Not to mention gov't suppression by my own country. Which can mean a court (or Homeland-Gestapo) order of silence, a ban against my even getting CLOSE to a computer or Internet relay, house arrest, imprisonment, or even forced suicide.

Alright, enough of worst-case-scenario obsessing! It is my blatant HONESTY and CHALLENGES regardless of my own safety, that gives me POWER. Which power of course DOES protect me from any serious attack. (And the BEST way to hide a treasure, the old saying goes, is to display it right in front of the world's eyes!)

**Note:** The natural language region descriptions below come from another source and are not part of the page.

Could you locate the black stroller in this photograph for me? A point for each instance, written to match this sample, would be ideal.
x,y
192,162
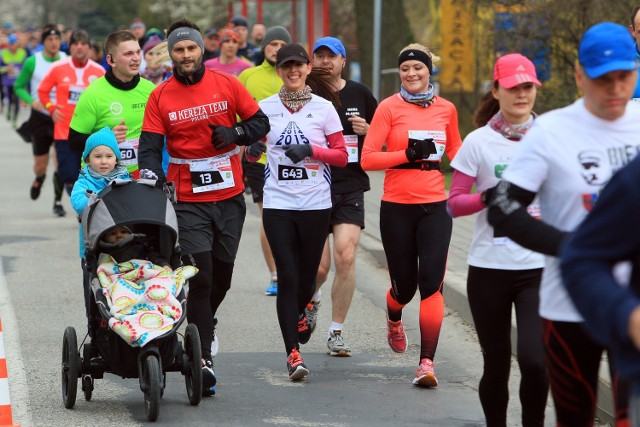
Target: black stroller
x,y
147,209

So I become ipso facto, living PROOF of the spirit, through my actions in FAITH. If one chooses the atheist world view, then one may perceive me as being very in-tune with social trends and manipulation (albeit for benevolent motives). IOW: social engineering on a personal scale. Like bringing the atomic bomb to the masses, only I gift you with powers from the mind (or spirit world if you like).

I therefore harbor an archetype of the most classical tradition: Prometheus. MY fire is a spiritual fire. Like Chiron before me, who freed Prometheus from being shackled to a cliff where an eagle plucked his liver each eve, I wilfully sacrifice my life to free CHIRON from his deep, deathly sleep. But I am also like the phoenix, rising from its own ashes.

Thus, in lieu of a curse from this or that god (as was the fate of Prometheus and of the centaur Chiron), I am blessed with incredible good fortune. The curse is finally broken. AND Chiron is resurrected at last! WithOUT my needing to die in the process, or even sacrificed to a curse.

Whatever the origin of this curse, and the reason for it. THAT part eludes me still! Probably, it resides in the marrow of our very DNA.